How to Write About Contemporary Art (Williams, 2014) is one of those books I will keep returning to throughout my course. I have skimmed through the book a few times already and will use this page as a record and summary of the points I want to reflect on.
Introduction
- There is no one way to write about art – I think this is important to me, as I have been trying to focus on the “right” way to write and it is more about finding my own personal style.
- Good art-writers read a lot from other people and look at a lot of art – this is something I need to always consider, there is no substitute for seeing lots of other people’s work and reading about it.
- Writing about art is difficult – you are taking a visual medium and trying to put it into words. I can’t expect to be perfect immediately and it is okay that things will need redrafting.
To Do:
Write in a clear, well structured and carefully worded way.
Describe art, its meaning and its connection to the world.
Using imaginative vocabulary that is original.
- Love art, enjoy it and that will come across when writing
- Practice (daily if possible)
- Writing helps you understand art
- Edit a lot!
Section 1 – The Job – Why Write About Contemporary Art?
- Writing about art should improve the experience of it. Make the work more enjoyable.
- There are two different aims of text: to explain or to evaluate.
Explaining – contextualises and describes
Evaluating – judges and interprets
- It is important to remember that all texts are opinionated and subjective.
- Contemporary art lead to more than just descriptions using the standards of measure (shape, colour, size etc).
- New words: readymade, abstract art, minimalism (see glossary) were needed to talk about contemporary art.
- I found the section on the history of art-criticism fascinating. “In pre-Revolutionary times an artwork needed chiefly to please king and clergy to acquire validation; artists mostly (but not always) catered to the tastes of these and a few other powerful patrons, whose opinions were the only ones that mattered.“ (Williams, 2014:37). How different this is to today’ society where everyone is a critic!
- Linking to other schools of thought such as structuralism, post-colonialism, feminism, queer theory, gender theory, Marxist theory, psychoanalysis, literary theory.
- The importance of contextualisation:
what the artwork is made of
how it fits in the artist’s lifetime
what has already been said?
events when work was created
Section 2 – The Practice: How to Write About Contemporary Art
- Write only about what you know. Trust yourself, become informed and your texts will improve.
- Write about artists you actually like to begin with so that it feels authentic to any reader.
- There are three main questions to ask yourself:
Q1. What is it?
Keep the description brief and specific. Look for meaningful details
Q2. What might this mean?
Explain where the meaning is in the artwork.

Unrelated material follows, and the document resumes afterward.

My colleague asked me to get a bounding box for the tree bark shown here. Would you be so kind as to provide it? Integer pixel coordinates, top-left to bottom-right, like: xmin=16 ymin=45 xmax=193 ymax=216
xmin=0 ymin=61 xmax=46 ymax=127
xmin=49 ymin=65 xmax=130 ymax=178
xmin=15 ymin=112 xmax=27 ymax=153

Q3. Why does this matter to the world?
Explain where this piece of art fits in world events and how it might change understanding or opinions.
- Substantiation explains where your ideas come from.
- This can be from factual or historical evidence or on the basis of visual evidence.
- Don’t waffle as it is weak and raises more questions than answers.
- Pay cloe attention to works, what makes them different. How are they similar to other pieces?
- Provide readers with the steps in your thinking.
- Be specific. Add titles and dates, write in the active tense, drop messy adverbs (sort of, kind of).
- Flesh out descriptions.
- When writing, keep the photo in front of you.
- Also conider the gaps where nothing is happening.
- Less is more when it comes to adjectives – one precise adjective has more power than lots of vague ones
- Use interesting verbs.
- Expand your vocabulary.
- Revise at least two drafts.
- Read your text out loud
Section 3 – The Ropes How to Write Contemporary Art Formats
I will return to this section at a later date as it contains very useful information on writing academic pieces.